I feel like I want to cower in the corner, like I want to slink away in shame. Who am I to ask for refuge? How do I deserve this chance more than the millions of others who want their freedom, too, but who’ll never have an opportunity?
This is my scared self talking, the one I thought I’d banished. She came back in the darkest hours of the night, after Ike was asleep, after the whole world was asleep. Old Sport and I snuck outside and curled up on a patio chair. The moon was full, the air perfect, and as I looked around Rose’s backyard, which she lights at night with white holiday lights and which she has so graciously shared with us, I would have given anything to freeze the moment, to hang suspended forever in the beautiful limbo of what has been and what might yet be. We all have those moments, I think—those perfect moments when we realize we could die right then and it would be okay, for we’ve had our happiness. We’ve had our moments of glory, and we realize they’re enough, that no one’s promised us an entire lifetime of them.

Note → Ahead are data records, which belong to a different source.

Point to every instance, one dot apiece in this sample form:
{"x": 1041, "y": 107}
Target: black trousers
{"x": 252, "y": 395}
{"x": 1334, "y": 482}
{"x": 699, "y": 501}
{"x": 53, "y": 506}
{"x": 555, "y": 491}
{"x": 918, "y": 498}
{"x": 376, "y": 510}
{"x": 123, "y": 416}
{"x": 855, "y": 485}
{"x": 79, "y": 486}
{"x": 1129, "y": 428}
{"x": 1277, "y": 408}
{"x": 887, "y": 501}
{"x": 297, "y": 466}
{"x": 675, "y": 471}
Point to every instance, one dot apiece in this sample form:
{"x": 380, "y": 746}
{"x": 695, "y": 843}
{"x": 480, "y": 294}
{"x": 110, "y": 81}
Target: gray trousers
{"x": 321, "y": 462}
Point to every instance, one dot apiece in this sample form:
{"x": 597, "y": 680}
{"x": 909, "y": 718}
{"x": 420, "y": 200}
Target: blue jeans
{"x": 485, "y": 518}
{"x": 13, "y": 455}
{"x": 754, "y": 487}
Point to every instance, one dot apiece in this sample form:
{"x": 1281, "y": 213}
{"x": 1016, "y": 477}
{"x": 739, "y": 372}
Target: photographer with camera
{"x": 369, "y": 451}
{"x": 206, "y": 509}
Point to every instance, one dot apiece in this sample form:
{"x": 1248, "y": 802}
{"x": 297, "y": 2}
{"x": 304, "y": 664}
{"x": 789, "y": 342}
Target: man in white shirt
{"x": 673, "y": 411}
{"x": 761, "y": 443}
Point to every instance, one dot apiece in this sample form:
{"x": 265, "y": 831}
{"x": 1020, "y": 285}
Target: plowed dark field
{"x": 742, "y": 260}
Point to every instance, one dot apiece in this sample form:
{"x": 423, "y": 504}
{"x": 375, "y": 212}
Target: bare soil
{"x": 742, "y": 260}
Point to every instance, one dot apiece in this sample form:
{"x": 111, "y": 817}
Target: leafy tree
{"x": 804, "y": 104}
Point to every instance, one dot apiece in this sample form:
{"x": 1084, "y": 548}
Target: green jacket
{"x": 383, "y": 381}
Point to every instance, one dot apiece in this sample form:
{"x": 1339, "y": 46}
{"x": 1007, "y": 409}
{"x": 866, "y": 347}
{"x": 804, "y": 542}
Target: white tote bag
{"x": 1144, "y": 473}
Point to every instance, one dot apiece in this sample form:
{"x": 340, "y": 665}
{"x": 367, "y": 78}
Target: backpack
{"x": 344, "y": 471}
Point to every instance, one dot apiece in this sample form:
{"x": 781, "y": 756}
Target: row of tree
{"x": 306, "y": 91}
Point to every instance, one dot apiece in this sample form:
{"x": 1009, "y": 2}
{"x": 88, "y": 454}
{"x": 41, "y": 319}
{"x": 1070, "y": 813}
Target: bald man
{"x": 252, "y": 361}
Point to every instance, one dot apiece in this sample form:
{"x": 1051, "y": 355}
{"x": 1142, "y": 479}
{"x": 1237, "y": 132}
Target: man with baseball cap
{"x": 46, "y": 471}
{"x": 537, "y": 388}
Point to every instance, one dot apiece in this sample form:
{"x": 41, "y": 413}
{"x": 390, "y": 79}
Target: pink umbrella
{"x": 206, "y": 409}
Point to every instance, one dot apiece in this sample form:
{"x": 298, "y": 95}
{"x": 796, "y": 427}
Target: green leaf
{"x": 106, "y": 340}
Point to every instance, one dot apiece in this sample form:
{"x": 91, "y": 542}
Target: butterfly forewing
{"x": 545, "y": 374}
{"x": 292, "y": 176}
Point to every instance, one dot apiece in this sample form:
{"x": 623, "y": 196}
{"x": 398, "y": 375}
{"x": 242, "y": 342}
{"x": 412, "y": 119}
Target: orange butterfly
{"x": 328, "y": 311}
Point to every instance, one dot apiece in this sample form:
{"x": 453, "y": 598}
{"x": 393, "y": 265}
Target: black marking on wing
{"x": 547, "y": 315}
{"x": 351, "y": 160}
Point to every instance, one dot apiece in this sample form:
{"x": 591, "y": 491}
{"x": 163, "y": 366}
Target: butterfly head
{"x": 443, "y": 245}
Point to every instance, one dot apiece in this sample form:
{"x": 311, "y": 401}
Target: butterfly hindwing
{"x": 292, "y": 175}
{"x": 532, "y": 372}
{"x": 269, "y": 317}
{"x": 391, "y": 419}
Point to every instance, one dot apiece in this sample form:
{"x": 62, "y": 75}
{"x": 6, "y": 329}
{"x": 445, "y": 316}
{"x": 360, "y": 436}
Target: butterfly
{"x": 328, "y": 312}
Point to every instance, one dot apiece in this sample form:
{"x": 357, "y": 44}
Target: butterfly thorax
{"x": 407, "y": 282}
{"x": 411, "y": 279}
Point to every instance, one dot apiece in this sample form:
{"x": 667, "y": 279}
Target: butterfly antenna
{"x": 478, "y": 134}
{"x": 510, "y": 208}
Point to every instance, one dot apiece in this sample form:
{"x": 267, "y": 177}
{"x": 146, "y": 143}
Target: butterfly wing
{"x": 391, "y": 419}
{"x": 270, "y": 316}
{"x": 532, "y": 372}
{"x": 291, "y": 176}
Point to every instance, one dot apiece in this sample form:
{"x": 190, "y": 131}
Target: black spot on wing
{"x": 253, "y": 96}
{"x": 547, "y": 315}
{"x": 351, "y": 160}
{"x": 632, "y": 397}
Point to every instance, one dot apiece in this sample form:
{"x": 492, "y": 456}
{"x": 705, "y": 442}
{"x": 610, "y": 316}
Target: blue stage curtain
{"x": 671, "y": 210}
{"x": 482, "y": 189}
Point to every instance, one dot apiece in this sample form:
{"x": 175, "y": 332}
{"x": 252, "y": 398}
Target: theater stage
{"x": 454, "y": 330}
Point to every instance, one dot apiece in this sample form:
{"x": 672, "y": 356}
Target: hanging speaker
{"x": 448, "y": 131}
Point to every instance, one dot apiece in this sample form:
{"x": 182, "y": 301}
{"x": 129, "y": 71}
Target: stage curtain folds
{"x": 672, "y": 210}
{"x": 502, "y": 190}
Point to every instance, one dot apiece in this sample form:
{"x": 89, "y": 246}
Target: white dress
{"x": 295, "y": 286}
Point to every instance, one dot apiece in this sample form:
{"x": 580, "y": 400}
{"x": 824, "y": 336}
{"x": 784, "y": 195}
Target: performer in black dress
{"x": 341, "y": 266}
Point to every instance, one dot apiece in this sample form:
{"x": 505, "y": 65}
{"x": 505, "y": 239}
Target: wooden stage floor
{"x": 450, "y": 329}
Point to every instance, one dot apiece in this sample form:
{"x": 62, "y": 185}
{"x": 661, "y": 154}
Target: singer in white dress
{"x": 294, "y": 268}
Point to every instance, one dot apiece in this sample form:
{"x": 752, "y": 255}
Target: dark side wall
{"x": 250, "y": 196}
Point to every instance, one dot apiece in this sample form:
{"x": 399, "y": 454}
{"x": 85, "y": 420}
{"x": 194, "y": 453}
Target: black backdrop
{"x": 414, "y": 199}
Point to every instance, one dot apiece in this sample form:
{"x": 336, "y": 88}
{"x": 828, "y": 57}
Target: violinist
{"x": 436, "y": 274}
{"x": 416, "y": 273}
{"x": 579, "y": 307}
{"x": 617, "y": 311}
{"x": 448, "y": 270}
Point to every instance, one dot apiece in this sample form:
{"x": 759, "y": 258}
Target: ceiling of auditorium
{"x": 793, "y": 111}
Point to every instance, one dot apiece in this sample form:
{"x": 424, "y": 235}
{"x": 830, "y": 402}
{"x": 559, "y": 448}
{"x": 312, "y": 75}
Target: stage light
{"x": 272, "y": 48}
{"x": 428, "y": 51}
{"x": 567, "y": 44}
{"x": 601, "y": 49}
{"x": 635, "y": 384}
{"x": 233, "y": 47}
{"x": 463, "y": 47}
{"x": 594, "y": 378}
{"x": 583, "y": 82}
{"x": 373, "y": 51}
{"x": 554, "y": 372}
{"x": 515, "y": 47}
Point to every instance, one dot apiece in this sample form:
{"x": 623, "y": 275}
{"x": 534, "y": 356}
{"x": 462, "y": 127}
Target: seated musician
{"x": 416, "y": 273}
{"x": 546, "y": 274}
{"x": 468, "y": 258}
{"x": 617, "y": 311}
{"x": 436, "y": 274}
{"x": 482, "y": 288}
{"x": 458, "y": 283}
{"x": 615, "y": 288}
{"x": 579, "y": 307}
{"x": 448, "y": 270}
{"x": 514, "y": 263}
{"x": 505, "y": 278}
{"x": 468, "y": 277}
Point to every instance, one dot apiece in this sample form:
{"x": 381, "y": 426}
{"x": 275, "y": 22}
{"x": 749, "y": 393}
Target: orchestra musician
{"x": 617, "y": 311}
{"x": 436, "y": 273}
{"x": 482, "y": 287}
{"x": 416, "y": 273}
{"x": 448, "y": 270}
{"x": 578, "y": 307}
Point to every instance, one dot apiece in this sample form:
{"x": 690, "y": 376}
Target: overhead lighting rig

It was last night that I finally felt as if I understood my mother, and understood, too, why she doesn’t fight to come back. It’s because she already had her once-upon-a-time. She already had her happily-ever-after. She already had as much as anyone ever has the right to expect, and much more than most people will ever get.
I have loved it here so much.
I fall asleep before the darkness becomes dawn, and when the alarm sounds and Ike reaches for me with his warm, sure hand and suggests we have good-luck sex before our interview, I tell him I can’t, that I think I might throw up.
“I have a bad feeling about today, Ike.”
He pulls me close and shushes me. “That’s just your fear talking.”
But I’m not so sure. There’s a difference between fear and dread, and this is dread, the same feeling I’d get in Tehran when I’d find myself alone in an alley with a group of low-class men, anticipating with certainty the jeering and jostling that never failed to follow. Fear is something to overcome, but dread is something to be endured, and that’s how I feel now. Today is going to be horrible, and it can’t be avoided, and I’ll never meet Maryam’s baby and I’ll never bear Ike’s children, and knowing this, I begin to cry—tearlessly, so the interviewer won’t see the evidence of my sorrow. I won’t give him that satisfaction.
Ike holds me and kisses me and whispers that it’s going to be all right. I don’t have the heart to tell him it’s
not
going to be all right. I let him comfort me; I let him have his last moments of hope.
When we can stay in bed no longer, I go through the motions of showering, dressing, and making myself pretty, even though I feel completely dull inside, like a used-up, punched-around floppy doll. Ike continues to think it’s just nerves, and I continue to let him, and he chats casually to help put me at ease, looking handsomely American in pressed khakis and a black polo shirt.
Oh, how I’ve loved him.
We join Rose for orange juice and muffins. I don’t eat much, and I can tell she’s worried about me. I clasp her to me as we’re leaving, since you never know when you’ll say the last good-bye. I’ve heard stories that if you fail your immigration interview, they can take you away immediately. It doesn’t usually happen, I’m told, but it can, and so I embrace her extra tight and breathe her in and try to memorize the feel of her curved shoulders, the old-lady-soft skin that covers her jawbone, the creaky, fragile bones that often cause her pain.